Stories tagged: women farmers

Agriculture and Enterprise Skills for Women Smallholder Farmers

Women play a vital, but often ignored, role in addressing hunger. Whilst a large proportion of farmers in the developing world are female, many lack voice and organisation.  To boost women smallholders’ productivity and reduce their vulnerability to various challenges, women need to be able to access and apply appropriate training for rural livelihoods.

A recent project – Training for Rural Development – highlights the many challenges that women marginal farmers face on a daily basis in their efforts to produce food for their families and communities and focuses on how training can contribute to improved livelihoods for women in the developing world. The research project was conducted by City & Guilds Centre for Skills Development, a not-for-profit research and development organisation that spent January to August 2009 researching and reviewing past and present international projects helping women farmers.

Having evaluated the success of various training schemes in different contexts and different countries, the project’s report offers six key findings:

  1. Enterprise training is valuable in helping women branch out into small business.
  2. To improve women smallholders’ access to training, their particular situations – including their level of literacy and domestic chores – need to be taken into account.
  3. A systematic approach to training for women should be taken, whereby the whole community is involved, to improve women’s positions.
  4. Groups are particularly important in enabling access to training for women, and helping to disseminate information from that training.
  5. Increasing technology use helps to improve agricultural yields whilst reducing the amount of work needed to go into production.
  6. Training programmes needs to be coordinated with improving women farmers’ access to resources to purchase inputs and technologies, and building strong rural infrastructure links to enable women to access training.

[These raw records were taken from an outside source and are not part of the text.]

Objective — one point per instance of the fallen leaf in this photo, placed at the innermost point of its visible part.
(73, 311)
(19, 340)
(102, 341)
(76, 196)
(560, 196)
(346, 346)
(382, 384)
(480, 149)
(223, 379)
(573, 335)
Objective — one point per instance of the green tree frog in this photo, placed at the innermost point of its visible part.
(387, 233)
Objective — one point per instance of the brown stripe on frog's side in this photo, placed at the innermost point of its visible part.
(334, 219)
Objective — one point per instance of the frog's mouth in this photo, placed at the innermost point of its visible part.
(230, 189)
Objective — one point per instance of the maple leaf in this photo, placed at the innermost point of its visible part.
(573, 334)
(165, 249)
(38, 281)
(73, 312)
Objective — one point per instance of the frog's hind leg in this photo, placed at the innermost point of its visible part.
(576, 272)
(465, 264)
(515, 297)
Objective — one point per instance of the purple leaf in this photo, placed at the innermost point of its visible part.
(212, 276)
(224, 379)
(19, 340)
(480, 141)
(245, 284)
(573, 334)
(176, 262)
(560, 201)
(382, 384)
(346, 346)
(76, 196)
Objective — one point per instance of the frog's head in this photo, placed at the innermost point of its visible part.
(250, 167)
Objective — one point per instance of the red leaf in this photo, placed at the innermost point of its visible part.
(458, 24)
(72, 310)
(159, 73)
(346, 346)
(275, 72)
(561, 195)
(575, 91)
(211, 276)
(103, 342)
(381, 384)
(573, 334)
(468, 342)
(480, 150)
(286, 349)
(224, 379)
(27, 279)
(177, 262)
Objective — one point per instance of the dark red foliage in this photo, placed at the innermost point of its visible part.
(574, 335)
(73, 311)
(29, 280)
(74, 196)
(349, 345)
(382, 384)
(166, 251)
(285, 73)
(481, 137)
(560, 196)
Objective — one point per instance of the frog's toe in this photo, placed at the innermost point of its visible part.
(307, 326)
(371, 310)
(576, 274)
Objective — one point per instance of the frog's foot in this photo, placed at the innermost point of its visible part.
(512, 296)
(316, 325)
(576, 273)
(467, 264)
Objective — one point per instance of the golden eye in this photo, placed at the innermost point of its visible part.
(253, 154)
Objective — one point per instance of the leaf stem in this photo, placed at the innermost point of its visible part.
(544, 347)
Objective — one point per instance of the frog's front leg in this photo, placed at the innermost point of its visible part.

After the review phase, the project held four field trials over two countries; Ghana and India. Using lessons from these case studies, the project draws out four recommendations in reaching and supporting women farmers:

  1. Projects must engage with the women and their current challenges through providing a long-term commitment to the community.
  2. Projects must use existing community structures, for example engaging with community leaders, to make training more effective.
  3. Changes need to be introduced in stages that women can manage themselves. Including managerial skills in training programmes can help to support them in this.
  4. Projects can secure longer-term change by engaging effectively with local government structures.